Avec classe, délicatesse et grand style, il manie à chaque roman la poésie et l’imagination pour décrire ce que l’on risque de perdre plutôt que de nous culpabiliser ou renier ce qui constitue le génie humain.
C’est de cette humanité complexe dont il est question dans Sidérations, l’histoire émouvante d’un homme bon et de son fils autiste sur fond d’Amérique trumpiste, d’existentialisme, d’engagement écologique, de poésie cosmique et de progrès technologique.
Le Corps, le sang, la rage – Elsa Vallot
Après avoir été victime de violences policières, une personne dont on ne connaîtra jamais ni le genre ni l’origine trouve un exutoire dans la boxe thaï.
De cette obsession pour le combat naîtra une dignité retrouvée et la réappropriation d’un corps taillé pour lutter contre une société qui l’a rejetée avec violence…
Texte à la deuxième personne du singulier, Le Corps, le sang, la rage adopte une forme percutante à base de collages où citations de rappeurs et punchlines s’insèrent dans la littérature. Un premier roman rageur et réussi.
Assassins ! – Jean-Paul Delfino
Avec Assassins !, Jean-Paul Delfino met deux points de vue en parallèle et en temps réel pour éclairer les origines antisémites de l’extrême droite française moderne.
D’un côté, la victime, Émile Zola se souvenant de sa vie et de ses combats alors qu’il sombre dans la mort. De l’autre, ses bourreaux, un groupe d’anti-dreyfusards notoires se réjouissant durant cette même nuit des conséquences de leur complot meurtrier.
Par le biais du romanesque, l’auteur livre une passionnante fiction historique engagée contre un courant idéologique qui a trouvé dans l’affaire Dreyfus l’occasion de fédérer ses haines.
Ils sont votre épouvante et vous êtes leur crainte – Thierry Jonquet
Auteur engagé, bien qu’il ait toujours détesté cette étiquette, Thierry Jonquet écrivait des livres, des polars et des romans toujours plus noirs pour dénoncer les démons qui rongent la société française.

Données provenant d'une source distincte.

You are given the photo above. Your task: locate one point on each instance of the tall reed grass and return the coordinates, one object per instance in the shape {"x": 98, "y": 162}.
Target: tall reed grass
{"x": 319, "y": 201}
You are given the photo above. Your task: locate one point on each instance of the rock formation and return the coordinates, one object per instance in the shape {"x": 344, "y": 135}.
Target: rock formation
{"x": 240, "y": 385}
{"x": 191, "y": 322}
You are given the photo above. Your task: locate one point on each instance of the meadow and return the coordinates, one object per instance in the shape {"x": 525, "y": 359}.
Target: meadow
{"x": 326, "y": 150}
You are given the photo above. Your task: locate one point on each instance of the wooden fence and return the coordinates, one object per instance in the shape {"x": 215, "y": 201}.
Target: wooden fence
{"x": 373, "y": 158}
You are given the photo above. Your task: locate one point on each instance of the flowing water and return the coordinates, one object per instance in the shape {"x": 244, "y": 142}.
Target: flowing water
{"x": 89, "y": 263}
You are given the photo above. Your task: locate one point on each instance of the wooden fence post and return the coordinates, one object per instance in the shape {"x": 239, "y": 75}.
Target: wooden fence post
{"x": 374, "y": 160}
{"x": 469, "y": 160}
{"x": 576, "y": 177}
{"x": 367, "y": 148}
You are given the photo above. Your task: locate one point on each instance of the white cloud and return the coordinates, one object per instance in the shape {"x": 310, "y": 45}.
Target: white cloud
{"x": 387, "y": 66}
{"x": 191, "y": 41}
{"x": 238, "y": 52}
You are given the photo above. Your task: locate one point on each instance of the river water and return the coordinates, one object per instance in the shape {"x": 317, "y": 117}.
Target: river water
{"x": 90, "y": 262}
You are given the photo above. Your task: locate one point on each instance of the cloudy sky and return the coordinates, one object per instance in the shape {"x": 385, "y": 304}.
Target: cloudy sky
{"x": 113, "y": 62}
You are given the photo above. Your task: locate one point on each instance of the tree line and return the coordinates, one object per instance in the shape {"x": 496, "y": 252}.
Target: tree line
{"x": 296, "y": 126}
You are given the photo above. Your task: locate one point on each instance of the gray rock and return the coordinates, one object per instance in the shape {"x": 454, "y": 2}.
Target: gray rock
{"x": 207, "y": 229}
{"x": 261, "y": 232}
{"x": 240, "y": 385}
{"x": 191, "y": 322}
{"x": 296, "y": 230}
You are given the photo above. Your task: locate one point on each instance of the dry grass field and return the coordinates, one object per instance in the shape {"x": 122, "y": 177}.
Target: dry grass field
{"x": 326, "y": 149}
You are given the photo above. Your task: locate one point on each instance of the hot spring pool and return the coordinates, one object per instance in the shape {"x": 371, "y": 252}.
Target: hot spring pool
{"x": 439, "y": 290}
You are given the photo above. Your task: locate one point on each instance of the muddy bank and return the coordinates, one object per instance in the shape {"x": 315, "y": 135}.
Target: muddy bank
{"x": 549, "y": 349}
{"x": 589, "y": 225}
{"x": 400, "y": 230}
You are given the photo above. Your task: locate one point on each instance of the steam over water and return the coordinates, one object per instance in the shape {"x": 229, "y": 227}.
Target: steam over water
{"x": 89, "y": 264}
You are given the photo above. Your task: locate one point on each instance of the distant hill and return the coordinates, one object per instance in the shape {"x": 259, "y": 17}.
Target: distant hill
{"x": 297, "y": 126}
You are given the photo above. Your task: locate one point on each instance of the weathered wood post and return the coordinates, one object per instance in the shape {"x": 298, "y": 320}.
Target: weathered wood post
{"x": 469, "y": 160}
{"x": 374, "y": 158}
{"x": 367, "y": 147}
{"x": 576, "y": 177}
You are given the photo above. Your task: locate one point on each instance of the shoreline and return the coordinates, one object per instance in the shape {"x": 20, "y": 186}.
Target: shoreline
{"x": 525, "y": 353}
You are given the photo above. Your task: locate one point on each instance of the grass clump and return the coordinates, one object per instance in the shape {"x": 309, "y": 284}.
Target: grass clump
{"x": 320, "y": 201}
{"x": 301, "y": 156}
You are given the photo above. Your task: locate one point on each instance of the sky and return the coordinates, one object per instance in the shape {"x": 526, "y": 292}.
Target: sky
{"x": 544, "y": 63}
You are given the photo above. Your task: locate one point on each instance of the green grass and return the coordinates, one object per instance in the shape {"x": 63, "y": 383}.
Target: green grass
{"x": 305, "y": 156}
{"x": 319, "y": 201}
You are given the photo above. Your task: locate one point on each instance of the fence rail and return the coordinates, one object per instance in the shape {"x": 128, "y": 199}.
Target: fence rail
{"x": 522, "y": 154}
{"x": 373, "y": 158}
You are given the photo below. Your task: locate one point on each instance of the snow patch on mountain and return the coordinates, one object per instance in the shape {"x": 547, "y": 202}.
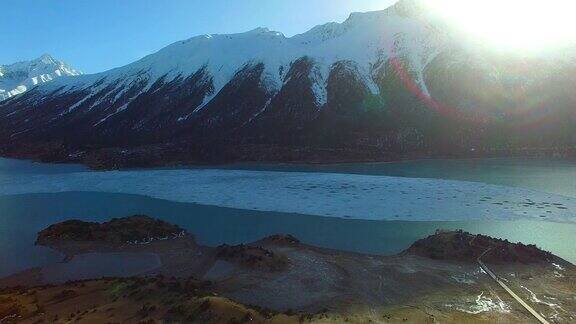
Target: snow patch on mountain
{"x": 364, "y": 38}
{"x": 19, "y": 77}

Disparu beaucoup trop tôt, ce défenseur acharné d’une laïcité rassembleuse avait créé le malaise dans sa famille politique en publiant le visionnaire et glaçant Ils sont votre épouvante et vous êtes leur crainte.
Passée la polémique, cet ultime roman, fortuitement synchronisé à une série d’événements tragiques, restera comme une des évocations les plus saisissantes de la misère sociale qui gangrène les banlieues.
En marge du polar, il retraçait quelques années plus tôt son parcours militant et l’origine de ses engagements dans le pétillant Rouge c’est la vie.